With a perfect blend of stylistic elements such as  rhythm and blues (R&B), jazzmento,calypso, African, and Latin American music, as well as other genres, Reggae was born in the late 1960s. Earlier Reggae superstars were Prince BusterDesmond DekkerKen Boothe and Millie Small, however it was the Band, the Wailers which was later renamed Bob Marley and the Wailers that gave this musical genre the most international exposure. The tunes of Reggae were also being used in the island’s newest industry, film as the 1973 hit film “The Harder they Come’ starring Reggae Superstar Jimmy Cliff was laced with the sweet sounds of this new genre.

Reggae soon became a Universal language, putting Jamaica in the history books for its unique musical dynasties. With the association of the genre with Rastafarianism and the conversion of Reggae’s biggest superstars to Rastafari, the genre soon received divinity status. Reggae continues to be one of Jamaica’s premier export to the world, however the upheavals of the 1980s soon led to a new genre…..a genre that spoke of the happenings of the time as Reggae gave birth to Dancehall.

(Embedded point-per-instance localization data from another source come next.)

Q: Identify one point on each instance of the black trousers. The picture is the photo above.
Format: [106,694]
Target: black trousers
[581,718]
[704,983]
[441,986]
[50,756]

Dancehall, spoke a language that was starkly different from its predecessor. This new ‘dub” used a method that cut out the vocals that characterized Reggae songs, leaving a heavy bass and drum line that singers would dub over with their lyrics. Dancehall was brought to the club scene by its early stars such as U Roy, King Stitch, Big Youth, Yellowman and Shabba Ranks and it gained popularity at the same time as American Rap. Dancehall is often considered the music of the Jamaican youth and has constantly maintained its relevance since its arrival on the musical scene.

Jamaica is a small island, however its influence on world music cannot be downplayed. Our music has highlighted the expressive nature of the Jamaican people, something that is uniquely indigenous to us, as well as our ability to succeed in all area.